PROJECTS

Sousa Mendes Foundation

“Vilar Formoso, Frontier of Peace” is a new museum dedicated to Sousa Mendes, who saved over 10,000 Jewish refugees seeking sanctuary in Portugal during WWII. His efforts are considered the greatest rescue of Jewish refugees by any singular individual in Europe.

Sousa Mendes Foundation, Portugal, Cultural Heritage

OVERVIEW

Following the start of the pogroms in Germany, which marked the true beginning of the Holocaust, some 9,000 refugees fled to Portugal. Fearing the rapid influx of refugees, the Portuguese government sent out Circular 14, which prohibited the distribution of visas to refugees that were viewed as potential threats to the nation’s security, namely those whose nationality is contested and Jewish people who had been expelled from their own country.

One man, Sousa Mendes, refused to comply with Circular 14, and over the course of the war would go on to give out 30,000 visas to refugees, 10,000 of whom were estimated to be Jewish. His efforts are considered the greatest rescue of Jewish refugees by any singular individual in Europe.

ABOUT VILAR FORMOSO, FRONTIER OF PEACE

The new museum “Vilar Formoso, Frontier of Peace” honoring the memory of Sousa Mendes opened in August 2017 in the Portuguese village of Vilar Formoso, on the border with Spain. This project was an initiative of the municipality of Almeida, Portugal in collaboration with USA partner, the Sousa Mendes Foundation.

This museum tells the dramatic true story of the Portuguese hero Aristides de Sousa Mendes. Among the lives saved were those of Hans and Margret Rey (authors of Curious George), Salvador and Gala Dali, the Habsburg family, the entire Belgian cabinet, and thousands of ordinary families. The museum tells three stories at once: that of Sousa Mendes, that of the refugees that he saved, and that of Portugal’s complex and ambiguous role during World War II. This museum is the first stop along Portugal’s new Rede de Judiaria – a cultural heritage initiative that spotlight’s Portugal’s Jewish history. The Rede de Judiaria focuses on several locations that were relevant to the two large chapters of Jewish history in Portugal: the Inquisition and World War II.
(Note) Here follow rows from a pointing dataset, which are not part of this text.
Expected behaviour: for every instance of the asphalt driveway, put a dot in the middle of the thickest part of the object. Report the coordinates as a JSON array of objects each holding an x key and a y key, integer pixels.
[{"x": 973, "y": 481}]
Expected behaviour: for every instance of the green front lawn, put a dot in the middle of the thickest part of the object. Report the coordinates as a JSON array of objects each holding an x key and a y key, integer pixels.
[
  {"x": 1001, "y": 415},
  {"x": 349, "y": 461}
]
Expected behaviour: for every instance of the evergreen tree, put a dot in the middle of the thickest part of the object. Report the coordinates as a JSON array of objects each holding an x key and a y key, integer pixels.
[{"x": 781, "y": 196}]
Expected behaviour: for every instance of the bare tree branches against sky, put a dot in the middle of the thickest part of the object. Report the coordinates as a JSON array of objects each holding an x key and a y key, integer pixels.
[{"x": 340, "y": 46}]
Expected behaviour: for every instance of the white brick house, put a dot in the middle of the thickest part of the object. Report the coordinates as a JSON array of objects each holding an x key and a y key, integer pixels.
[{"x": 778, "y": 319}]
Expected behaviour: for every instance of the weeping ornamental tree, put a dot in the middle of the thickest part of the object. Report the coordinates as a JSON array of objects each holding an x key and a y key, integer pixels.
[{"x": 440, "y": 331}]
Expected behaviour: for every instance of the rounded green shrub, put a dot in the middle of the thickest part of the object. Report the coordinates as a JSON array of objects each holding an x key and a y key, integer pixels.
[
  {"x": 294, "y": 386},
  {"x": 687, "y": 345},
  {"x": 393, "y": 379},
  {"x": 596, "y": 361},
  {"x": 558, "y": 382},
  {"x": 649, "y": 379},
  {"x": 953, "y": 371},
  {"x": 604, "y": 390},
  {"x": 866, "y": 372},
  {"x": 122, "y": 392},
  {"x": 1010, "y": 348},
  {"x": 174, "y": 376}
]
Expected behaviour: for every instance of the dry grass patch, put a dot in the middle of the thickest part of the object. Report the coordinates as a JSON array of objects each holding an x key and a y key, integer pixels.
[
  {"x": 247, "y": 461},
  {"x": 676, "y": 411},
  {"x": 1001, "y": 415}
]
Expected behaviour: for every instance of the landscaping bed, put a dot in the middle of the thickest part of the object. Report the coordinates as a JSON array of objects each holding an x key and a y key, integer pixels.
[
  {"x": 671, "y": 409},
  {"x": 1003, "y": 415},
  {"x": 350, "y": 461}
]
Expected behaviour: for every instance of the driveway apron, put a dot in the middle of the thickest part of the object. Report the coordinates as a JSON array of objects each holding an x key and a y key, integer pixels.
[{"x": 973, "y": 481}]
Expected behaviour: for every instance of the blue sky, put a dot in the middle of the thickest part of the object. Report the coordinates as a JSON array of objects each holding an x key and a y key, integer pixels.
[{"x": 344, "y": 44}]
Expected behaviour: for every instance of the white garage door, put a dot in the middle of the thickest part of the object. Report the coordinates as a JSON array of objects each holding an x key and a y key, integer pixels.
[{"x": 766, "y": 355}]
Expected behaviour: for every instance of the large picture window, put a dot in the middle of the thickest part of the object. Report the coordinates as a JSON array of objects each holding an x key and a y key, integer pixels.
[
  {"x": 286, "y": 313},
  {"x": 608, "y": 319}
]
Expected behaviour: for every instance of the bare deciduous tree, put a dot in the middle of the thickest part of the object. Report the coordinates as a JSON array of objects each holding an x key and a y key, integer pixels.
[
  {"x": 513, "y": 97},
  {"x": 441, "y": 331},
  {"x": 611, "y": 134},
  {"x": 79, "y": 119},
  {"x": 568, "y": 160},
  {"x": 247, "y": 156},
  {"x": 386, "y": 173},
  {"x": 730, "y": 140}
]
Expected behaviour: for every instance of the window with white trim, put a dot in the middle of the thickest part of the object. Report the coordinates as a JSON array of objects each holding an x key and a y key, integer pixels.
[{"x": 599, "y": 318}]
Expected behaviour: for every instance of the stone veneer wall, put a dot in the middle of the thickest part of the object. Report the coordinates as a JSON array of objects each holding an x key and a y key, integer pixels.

The refugees, armed with Sousa Mendes visas, were able to leave France through Spain and into Portugal. Their point of entry was the train station of the village of Vilar Formoso, where Portuguese authorities processed the refugees and assigned them to reside in towns and villages throughout the country while awaiting onward visas and ship passage.

OUR SUPPORT

The Bodhi Tree Foundation is proud to support a special gallery – “OBRIGADO PORTUGAL” in the newly opened Vilar Formoso, open to the public six days a week. This gallery honors the many families rescued from the Holocaust by Aristides de Sousa Mendes.